Australia, India, Japan and the United States successfully conducted Exercise Malabar in Sydney and across Australia’s east coast from 10 to 21 August. Supported by more than 2,000 personnel across the four nations, Exercise Malabar incorporated high-end anti-submarine, air-defence and gunnery exercises, aviation and communication operations, and cultural and sporting activities.
This was the 27th iteration of Exercise Malabar and the first time Australia hosted the maritime training activity, reinforcing Australia’s commitment to working with our partners for an open, secure and resilient region.
The Royal Australian Navy’s HMAS Brisbane, HMAS Choules and a submarine were joined by Indian Navy Ships Kolkata and Sahyadri, Japanese Ship Shiranui and United States ShipRafael Peralta, and a United States submarine.
Australian air assets included MH-60R Seahawk helicopters and Royal Australian Air Force F-35A Lightning II, Hawk 127 and P-8A Poseidon aircraft, with India and the United States providing a P-8I and P-8 aircraft respectively.
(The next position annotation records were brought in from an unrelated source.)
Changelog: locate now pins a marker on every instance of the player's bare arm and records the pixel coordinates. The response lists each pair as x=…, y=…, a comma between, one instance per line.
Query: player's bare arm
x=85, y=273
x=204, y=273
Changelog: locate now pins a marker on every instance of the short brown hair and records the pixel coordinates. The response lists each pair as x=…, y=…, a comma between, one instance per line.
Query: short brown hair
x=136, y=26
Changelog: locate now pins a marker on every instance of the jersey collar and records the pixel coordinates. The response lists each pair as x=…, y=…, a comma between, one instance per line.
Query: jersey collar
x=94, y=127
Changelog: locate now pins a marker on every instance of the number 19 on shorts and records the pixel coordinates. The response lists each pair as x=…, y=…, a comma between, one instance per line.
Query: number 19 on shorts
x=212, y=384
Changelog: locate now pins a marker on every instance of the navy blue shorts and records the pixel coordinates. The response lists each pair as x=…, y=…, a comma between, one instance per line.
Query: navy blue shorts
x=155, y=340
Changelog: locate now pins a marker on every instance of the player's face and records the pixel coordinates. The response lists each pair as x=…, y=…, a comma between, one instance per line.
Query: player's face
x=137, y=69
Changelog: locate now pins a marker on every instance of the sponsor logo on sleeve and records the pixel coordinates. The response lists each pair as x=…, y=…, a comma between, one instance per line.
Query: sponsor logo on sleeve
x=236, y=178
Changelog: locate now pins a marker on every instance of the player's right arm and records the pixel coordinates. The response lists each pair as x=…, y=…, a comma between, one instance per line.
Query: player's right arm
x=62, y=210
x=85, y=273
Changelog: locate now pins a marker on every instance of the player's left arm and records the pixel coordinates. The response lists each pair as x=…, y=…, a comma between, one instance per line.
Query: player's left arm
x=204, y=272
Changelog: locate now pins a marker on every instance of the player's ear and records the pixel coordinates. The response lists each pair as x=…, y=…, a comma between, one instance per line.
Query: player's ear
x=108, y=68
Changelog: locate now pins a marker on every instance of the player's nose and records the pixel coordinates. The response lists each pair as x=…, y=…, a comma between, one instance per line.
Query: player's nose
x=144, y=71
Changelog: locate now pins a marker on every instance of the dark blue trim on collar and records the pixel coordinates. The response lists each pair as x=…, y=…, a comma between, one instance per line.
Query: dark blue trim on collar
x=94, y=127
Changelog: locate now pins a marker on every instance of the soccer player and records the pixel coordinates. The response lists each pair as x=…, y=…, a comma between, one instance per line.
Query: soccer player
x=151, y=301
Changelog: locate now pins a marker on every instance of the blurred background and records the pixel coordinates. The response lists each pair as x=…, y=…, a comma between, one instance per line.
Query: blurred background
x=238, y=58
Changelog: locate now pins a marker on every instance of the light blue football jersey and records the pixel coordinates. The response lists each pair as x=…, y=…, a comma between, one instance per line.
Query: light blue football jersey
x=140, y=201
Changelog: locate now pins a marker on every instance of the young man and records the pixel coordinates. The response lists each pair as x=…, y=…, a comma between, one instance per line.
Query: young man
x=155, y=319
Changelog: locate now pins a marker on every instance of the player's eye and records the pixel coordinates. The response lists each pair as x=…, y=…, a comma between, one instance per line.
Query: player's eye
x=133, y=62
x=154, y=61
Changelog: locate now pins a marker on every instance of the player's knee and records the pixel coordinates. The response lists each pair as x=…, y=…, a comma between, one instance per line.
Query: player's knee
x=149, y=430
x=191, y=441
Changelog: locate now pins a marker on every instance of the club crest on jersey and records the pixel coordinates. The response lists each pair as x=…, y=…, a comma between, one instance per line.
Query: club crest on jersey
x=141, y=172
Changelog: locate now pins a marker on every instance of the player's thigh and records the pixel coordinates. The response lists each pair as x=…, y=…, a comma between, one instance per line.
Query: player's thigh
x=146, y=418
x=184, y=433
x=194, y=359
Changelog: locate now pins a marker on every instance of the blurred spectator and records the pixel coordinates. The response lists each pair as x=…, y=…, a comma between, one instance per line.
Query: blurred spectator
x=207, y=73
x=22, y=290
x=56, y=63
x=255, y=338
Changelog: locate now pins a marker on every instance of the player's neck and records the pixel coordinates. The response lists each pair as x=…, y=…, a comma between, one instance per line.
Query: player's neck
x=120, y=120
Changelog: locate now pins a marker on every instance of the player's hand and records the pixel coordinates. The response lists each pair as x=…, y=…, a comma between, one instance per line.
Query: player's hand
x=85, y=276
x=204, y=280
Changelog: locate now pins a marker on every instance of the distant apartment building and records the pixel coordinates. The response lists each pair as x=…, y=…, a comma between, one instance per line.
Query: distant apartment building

Commander Australian Fleet Rear Admiral Christopher Smith said: “The Royal Australian Navy was honoured to lead Exercise Malabar and bring officers and sailors of the navies of India, Japan and the United States to Sydney to experience Australia and deepen relationships between our people. Understanding common values across partner nations is as important as the exercise itself, and Malabar provided an opportunity to build the personal relationships between our people that enable us to go beyond simply working through procedures to a place of deeper trust and respect. Strong navy-to-navy relationships are fostered by regular participation in exercises such as Malabar, which deepen interoperability and integration across both people and capability.”
INS Sahyadri Commanding Officer Captain Rajan Kapoor said “Exercise Malabar was conducted in the utmost professional manner. As the days passed by, the complexity of the training exercises increased which helped us to achieve our objectives – we could learn a lot from each other’s perspective. There are certain differences in the way we operate, however Exercise Malabar has only paved the way for even closer joint operations in reaching our goal of regional cooperative engagement, interoperability and preparedness.”
INS Kolkata Commanding Officer Captain Sharad Sinsunwal said: “Exercise Malabar has surpassed previous iterations in complexity of exercises and flexibility to change. Australia has outdone itself in organising a fun-filled, yet professional harbour phase, followed by a thoroughly engaging sea phase. The epitome of interoperability has been the frequency and ease with which managing training activities have been rotated between member nations.”
JS Shiranui Commanding Officer, Commander MINAMI Kazuhiro, JMSDF, said: “It was my great pleasure to participate in Exercise Malabar. It provided the Japanese Maritime Self-Defense Force the opportunity to enhance our tactical skills, improve interoperability and to deepen cooperative relationship with the Australian, Indian and United States navies throughout the exercise as well as the participating air forces. I believe this exercise contributes to peace and stability in the Indo-Pacific region and strengthens maritime order.”
USS Rafael Peralta Commanding Officer, Commander CT Cooper, USN, said: “Exercise Malabar has been an outstanding opportunity to forge close friendships, exchange cultures and strengthen our understanding of each other’s professional capabilities. We absolutely demonstrated our four nations’ abilities to collectively travel tens of thousands of miles, come together, and work as a combined joint naval group. It has been honour to join our partners in this high-end exercise to promote interoperability, military cooperation and a free and open Indo-Pacific region.”